I know this seems like old-fashioned language. We don’t talk much of gods and devils today, or of a supernatural “over-verse” that somehow encapsulates reality (the “universe”) without being affected by it. As Carl Sagan famously said in opposition, “The cosmos is all that there ever was, all that there is, and all that there ever will be.” It’s atoms, and energy, and a vast, empty, and silent space.
I suppose it might be better cast in modern language. Perhaps it might be more meaningful to say it this way: What do you do when the political party you believed in shows itself to be hypocritical and abusive? What do you do when a relationship you trusted shows itself to be built upon lies? What do you do when a business you have trusted—perhaps even a business you work in, invest in, even represent—turns out to be nothing more than a few men making scads of money from unsuspecting, trusting fools?
I’m sure you can find more examples from your own experience, if not from web articles and TV exposés. We set up for ourselves to believe in a safe world where we understand what is going on, where there is payoff for doing the right thing, where the rules make sense to us. If we are fortunate, we have many years of this work-and-reward system. If we vote for a particular party and avoid some of the discrepancies, we are repaid with the satisfaction of knowing that our party is right. If we keep in a relationship with unexamined parts we can sail along to life’s end untroubled. If we turn a blind eye to the abuses of our business world, our social relationships, our churches and temples and mosques, our fraternal organizations, our unions—well, then, we will have a happy, fulfilled life. As long as we ourselves are not inconvenienced by what’s happening, as long as the rules work, we can convince ourselves that our gods are alive and well, rewarding us for our obedience and the shutting down of our faith.
I know. You didn’t think that’s what you’re doing. You were being honest about your lack of religion and skepticism towards the supernatural. You were thinking that by ignoring the sacred and emphasizing the secular, you were being true to yourself.
But I think that if you look at yourself, the nature of your belief, and the touching way you believe that your beliefs will result in something that no belief can result in—you will find you are actually quite credulous. You believe not with a lack of evidence—but in spite of the evidence.
People lie. Societies crumble. Businesses fail. Political parties speak one thing but pursue an opposite agenda. These are our gods, and they are proved not to be so much lies as they are simply untrustworthy—literally not worthy of our trust.
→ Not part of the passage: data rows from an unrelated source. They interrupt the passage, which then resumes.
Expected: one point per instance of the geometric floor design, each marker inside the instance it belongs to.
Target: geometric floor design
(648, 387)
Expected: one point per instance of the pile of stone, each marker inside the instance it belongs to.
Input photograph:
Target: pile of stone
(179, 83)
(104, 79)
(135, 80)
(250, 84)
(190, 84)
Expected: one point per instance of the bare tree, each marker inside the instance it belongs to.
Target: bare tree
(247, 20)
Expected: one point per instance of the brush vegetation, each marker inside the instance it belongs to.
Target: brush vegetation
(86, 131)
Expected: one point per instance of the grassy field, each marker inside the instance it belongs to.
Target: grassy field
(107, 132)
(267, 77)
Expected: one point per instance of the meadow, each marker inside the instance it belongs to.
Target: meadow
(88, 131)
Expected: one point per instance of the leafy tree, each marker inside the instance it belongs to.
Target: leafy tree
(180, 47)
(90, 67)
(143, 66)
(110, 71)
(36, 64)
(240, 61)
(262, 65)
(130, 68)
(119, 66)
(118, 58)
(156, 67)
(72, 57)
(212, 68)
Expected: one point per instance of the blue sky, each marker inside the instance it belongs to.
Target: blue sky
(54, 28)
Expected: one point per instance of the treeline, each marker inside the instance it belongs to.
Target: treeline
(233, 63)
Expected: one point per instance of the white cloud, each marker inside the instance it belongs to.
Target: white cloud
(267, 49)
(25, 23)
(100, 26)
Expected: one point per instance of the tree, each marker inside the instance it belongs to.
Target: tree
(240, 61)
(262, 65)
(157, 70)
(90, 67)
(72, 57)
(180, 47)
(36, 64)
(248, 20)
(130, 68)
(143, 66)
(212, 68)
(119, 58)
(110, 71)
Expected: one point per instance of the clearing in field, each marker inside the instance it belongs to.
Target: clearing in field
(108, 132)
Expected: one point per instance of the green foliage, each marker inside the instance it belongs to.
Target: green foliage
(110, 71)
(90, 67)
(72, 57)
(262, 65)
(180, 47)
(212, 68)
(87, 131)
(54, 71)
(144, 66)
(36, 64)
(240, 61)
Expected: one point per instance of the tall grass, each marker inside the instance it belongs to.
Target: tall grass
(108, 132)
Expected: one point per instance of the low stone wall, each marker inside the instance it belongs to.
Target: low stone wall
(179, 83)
Not worthy of us.
At least that’s the way I see it, because I believe we, as humans, are worth so much more than we actually understand. We are beings who see the universe of true and false, and then deduce what is right and wrong. We are worth more than these systems deserve, and far more than these systems deliver. They are false gods who claim to listen but either do not act—or act in opposition.
So “losing my religion” is actually a good thing. It’s a good place to be. It means we are ready to look at ourselves, what we believe, and what we think is really worth living for.
I’m on the edge of my seat to find out how it all ends. Because it’s just starting.